After trying it out for two months, I was still asking myself whether it's worth the premium. Now available online for as low as $15,000, the Aquos XS delivers an outstanding picture. It's a good choice for people who have their hearts set on liquid-crystal display (LCD) technology, and money to spare. But it suffers from design quirks that may leave some TV buyers hankering for a more affordable set—say, a plasma set from Pioneer that sells for about one-third the price.
The LED Advantage
The Aquos XS is part of a new crop of LCD sets that employ a relatively new lighting technology called light-emitting diodes, or LEDs. They have three major benefits over the fluorescent-tube LCDs that are more common today. Unlike fluorescent tubes, LEDs allow greater flexibility over which parts of a TV are lit to deliver a picture. That helps them deliver much better black levels and detail. Because there's less leakage of light from always-on bulbs, you can view the picture better from off-angles. LED screens are also more energy-efficient and should last longer than tube lighting.
The Aquos XS takes LED technology even further. Sharp's engineers used a combination of red, blue, and green diodes, enabling the set to deliver more color combinations than white LEDs found in sets from Samsung and others, and as much as 150% of the colors represented in the official broadcasting color gamut. (Old cathode-ray tubes were limited as to the number of colors they could produce, and standards were set around that.)
As a result, detail you might miss in other sets, particularly LCDs, jumps off the screen of the Aquos XS. While watching the Blu-ray high-definition version of The Dark Knight on a Sony (SNE) PlayStation 3, I was surprised to see details and colors that I had missed when I watched the same movie several times in theaters. Ditto for the opening 20 minutes of Iron Man.
The Aquos XS also uses 120 Hz technology that aims to reduce motion blur in fast-action scenes by doubling the typical screen refresh rate. I'm not usually a fan of this technology because it can make your picture look more like standard video. But in my tests using a Denon Electronics Blu-ray player, a DirecTV (DTV) satellite feed, a Nintendo Wii, and the PS3, I was happy to see that each experience delivered movie-like scenes when they were supposed to.
Out of the box, the Sharp set tends to make reds and greens jump out more than they should, but it's easy to tone the colors down by using one of the presets common on many sets, such as movie or game modes. And advanced users can dive deeper to adjust the color gamut—though with its high price tag, it's more likely that Aquos XS buyers would opt for professional calibration.
Some Design Flaws
I had mixed feelings about the set's design.
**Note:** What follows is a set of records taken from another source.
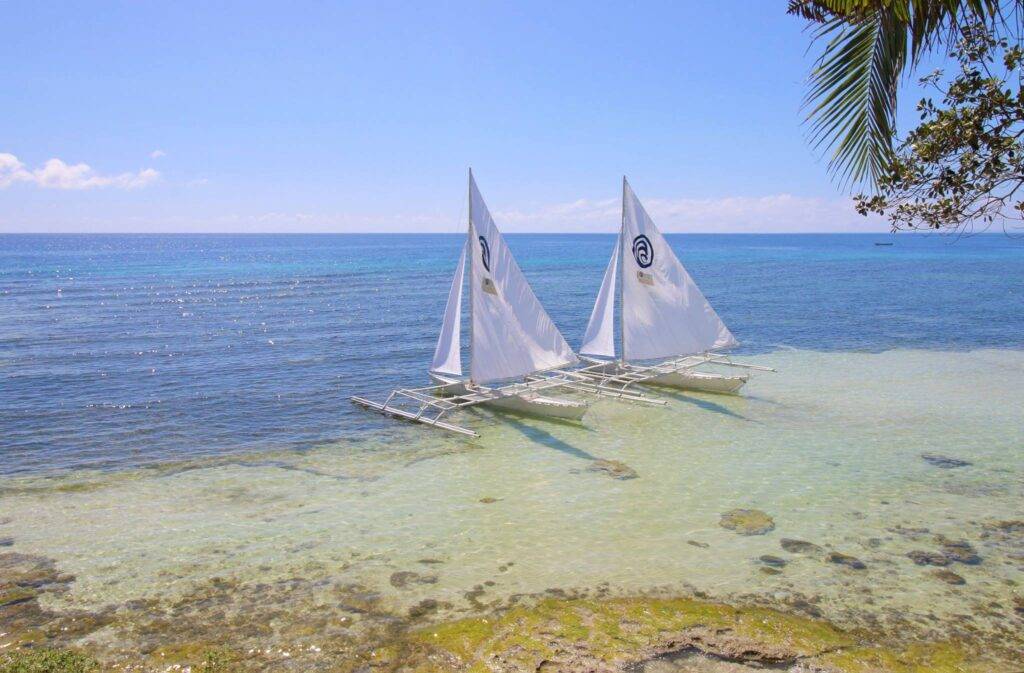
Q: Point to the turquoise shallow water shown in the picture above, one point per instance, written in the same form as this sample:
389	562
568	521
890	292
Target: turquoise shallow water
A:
154	511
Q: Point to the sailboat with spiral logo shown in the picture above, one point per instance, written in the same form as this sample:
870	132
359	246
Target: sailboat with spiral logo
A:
515	351
667	326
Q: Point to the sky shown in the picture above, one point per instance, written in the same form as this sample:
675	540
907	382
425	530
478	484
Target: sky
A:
365	116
Sharp's engineers opted for a brushed-steel front bezel but had to make several trade-offs to deliver an overall frame that measures a little over an inch thick. My biggest gripe was with the touch controls that hang down from the front-center of the screen, giving the TV a buck-toothed appearance.
In a reflection of its recent tieup with Pioneer, Sharp attached a sound bar below the screen that delivers surprisingly good sound. But if you're a home-theater enthusiast with a surround-sound system, this feature may be extraneous. A company executive says you can remove the sound bar. I took a stab at it, but got the impression it may not be worth the hassle.
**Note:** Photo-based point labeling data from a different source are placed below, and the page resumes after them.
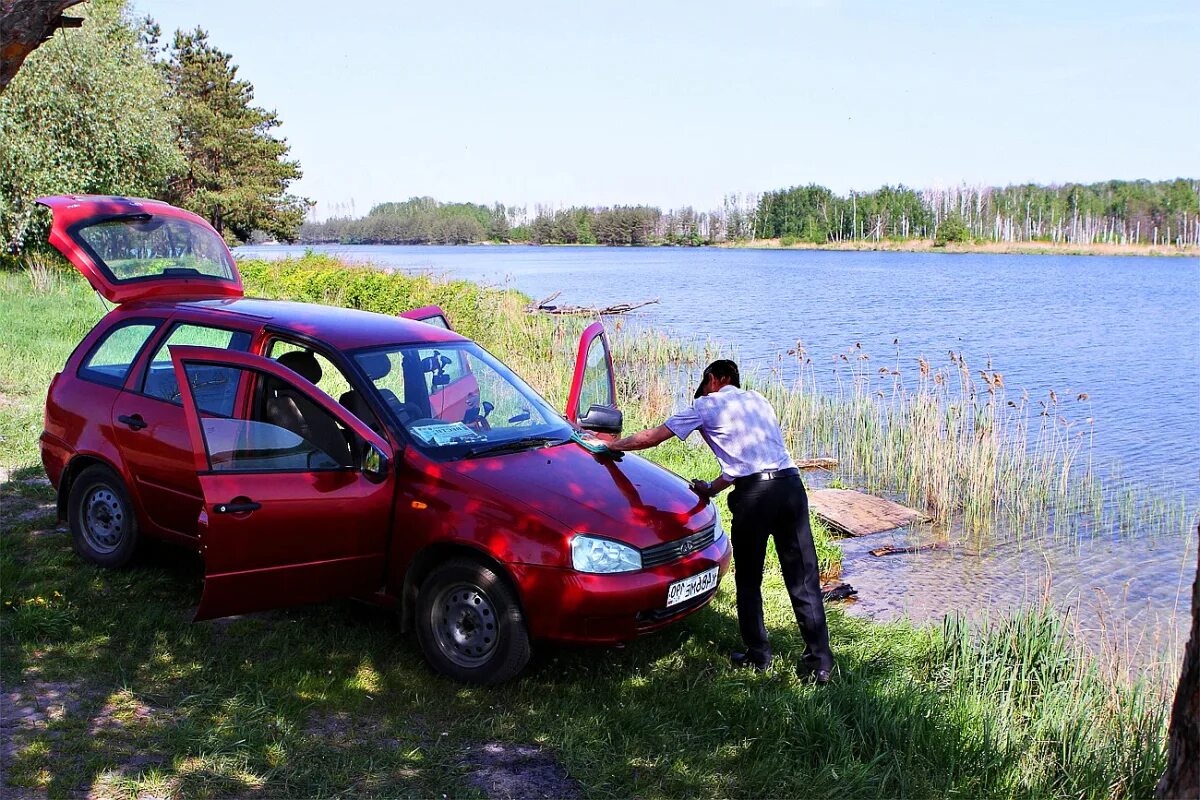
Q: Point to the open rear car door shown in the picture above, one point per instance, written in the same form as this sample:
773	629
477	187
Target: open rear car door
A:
298	492
130	248
592	402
Some potential buyers might be turned off by the comeback of the external set-top box that acts as the brains of the Aquos XS. The Audio Visual Controller box connects to the TV via an HD multimedia interface (HDMI) and houses all the inputs, which include five HDMI (one on the front) for newer set-top boxes, Blu-ray players, and game machines; two component video inputs (one on the front); a VGA computer input; and an RF input for connecting a digital over-the-air antenna or cable tuner.
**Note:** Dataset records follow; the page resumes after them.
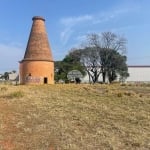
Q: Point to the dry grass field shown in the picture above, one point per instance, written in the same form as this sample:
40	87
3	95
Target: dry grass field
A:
75	117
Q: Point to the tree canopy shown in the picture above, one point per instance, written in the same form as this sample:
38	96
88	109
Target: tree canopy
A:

There's also an Ethernet port that enables certain Internet-delivered "widgets," including local weather, news, stock tickers, and enhanced support services. For all those who might have older equipment such as VCRs, the AVC box has three composite video inputs as well as an S-video input.
At 138 lb. without a stand, the limited-edition model is particularly heavy when compared with most other HDTVs of its size. A Sharp spokeswoman says the company needed to reinforce the frame to protect the fragile glass housing the LEDs. But if you add one of the accompanying stands being offered, you'll need at least two brawny people to position the TV. Some walls might require reinforcement if you plan to hang it.
The accompanying remote is nicely laid out, with a small backlit LCD screen on top, a numerical keypad, and four of the most common command keys below (input, mute, send, and back). But the volume and channel rocker buttons should be larger, and for the cost, I would have expected the entire remote to be backlit—though this is only a minor quibble.
The Sharp Aquos is one the best LCD TVs on the market today, though rival products from Samsung and Sony deliver many of the same benefits for far less. But if you're willing to pay up for a truly theater-like experience and want to stand out from the crowd, the XS Limited Edition will fit the bill.